Description
Consider the following program:
package x
var x func(a, b, c, d uint64)
//go:nosplit
//go:noinline
func y(a, b, c, d uint64) {
x(a, b, c, d)
}
//go:nosplit
func z(a, b, c, d uint64) {
y(a, b, c, d)
}
When assembled, it looks like this:
TEXT .y(SB), NOSPLIT|ABIInternal, $40-32
PUSHQ BP
MOVQ SP, BP
SUBQ $32, SP
MOVQ .x(SB), DX
MOVQ (DX), SI
PCDATA $1, $0
CALL SI
ADDQ $32, SP
POPQ BP
RET
TEXT .z(SB), NOSPLIT|ABIInternal, $40-32
CMPQ SP, 16(R14)
JLS // morestack
PUSHQ BP
MOVQ SP, BP
SUBQ $32, SP
CALL .y(SB)
ADDQ $32, SP
POPQ BP
RET
The primary thing to note here is that both .y
and .z
reserves 32 bytes of spill space for its callees to spill their arguments. However, .z
's sole callee is a nosplit function, which therefore does not contain a morestack check. As far as I know, these 32 bytes are never written to in any code path.

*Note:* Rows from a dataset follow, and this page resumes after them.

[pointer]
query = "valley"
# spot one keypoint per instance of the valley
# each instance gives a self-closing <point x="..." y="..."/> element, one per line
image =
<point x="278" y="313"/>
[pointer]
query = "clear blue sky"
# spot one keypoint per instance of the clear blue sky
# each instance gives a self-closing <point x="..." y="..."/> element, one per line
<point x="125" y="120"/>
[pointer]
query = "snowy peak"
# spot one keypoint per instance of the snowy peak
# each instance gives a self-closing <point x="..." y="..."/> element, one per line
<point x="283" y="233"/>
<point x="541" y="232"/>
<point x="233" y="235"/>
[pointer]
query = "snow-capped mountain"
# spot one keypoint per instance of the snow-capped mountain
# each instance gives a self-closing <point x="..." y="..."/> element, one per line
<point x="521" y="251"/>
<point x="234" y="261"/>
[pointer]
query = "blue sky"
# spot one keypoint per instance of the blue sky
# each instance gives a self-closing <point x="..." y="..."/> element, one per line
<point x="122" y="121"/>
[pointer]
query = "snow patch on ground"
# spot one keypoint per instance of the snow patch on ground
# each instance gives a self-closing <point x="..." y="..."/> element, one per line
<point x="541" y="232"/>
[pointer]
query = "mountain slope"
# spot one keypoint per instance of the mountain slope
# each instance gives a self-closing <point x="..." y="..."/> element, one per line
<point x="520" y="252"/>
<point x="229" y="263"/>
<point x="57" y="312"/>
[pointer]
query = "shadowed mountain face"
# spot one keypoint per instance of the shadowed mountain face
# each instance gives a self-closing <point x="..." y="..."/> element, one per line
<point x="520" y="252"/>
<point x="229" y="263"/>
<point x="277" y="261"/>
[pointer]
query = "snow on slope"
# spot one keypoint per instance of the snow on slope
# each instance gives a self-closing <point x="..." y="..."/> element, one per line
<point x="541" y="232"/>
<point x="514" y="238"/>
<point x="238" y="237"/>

This has a few unfortunate side effects, but the itch I'm trying to scratch is that I have a bunch of performance-critical nosplit functions whose arguments/returns fully saturate the argument and return registers, and are never spilled. On x86, I am limited to about 10 stack frames before I hit the nosplit limit in the linker.
This is all well and fine: 10 frames is a lot. Unfortunately, this assumes two things:
- No further stack variables are created. I have a custom build tag that turns on debug instrumentation, which blows up the size of the three nested nosplit frames I actually have just enough that my program fails to link.
- I am running into problems with turning on fuzzing inserting nosplit instrumentation function calls that cause me to blow the stack, and fail to link.
I have been working around this in a few different ways, because this is a very niche problem being suffered by a performance weirdo. However, I did notice that 72 bytes of each frame go unused: the morestack spill path.
As the ABI documentaiton observes, there are many options for improving this situation. I'd like to suggest an improvement that should be simple to implement, and will go some way to eliminating redundant stack growth: if a function only calls functions declared as nosplit, treat it like a leaf function for the purposes of prologue.
Of course, this isn't quite so simple. First, the argument registers no longer have a natural home, so those will need to be allocated if they are in fact necessary. Second, there might be a place in reflect that expects this spill area to be here, but I'm not certain. It also messes up traceback printing, which will need to be aware of spill-space-less functions.
This also only benefits nosplit code, which isn't particularly common. I'm more-or-less hitting a pathological case. The real fix is to modify stack growth to allow callees to reserve their own space, as the ABI document details.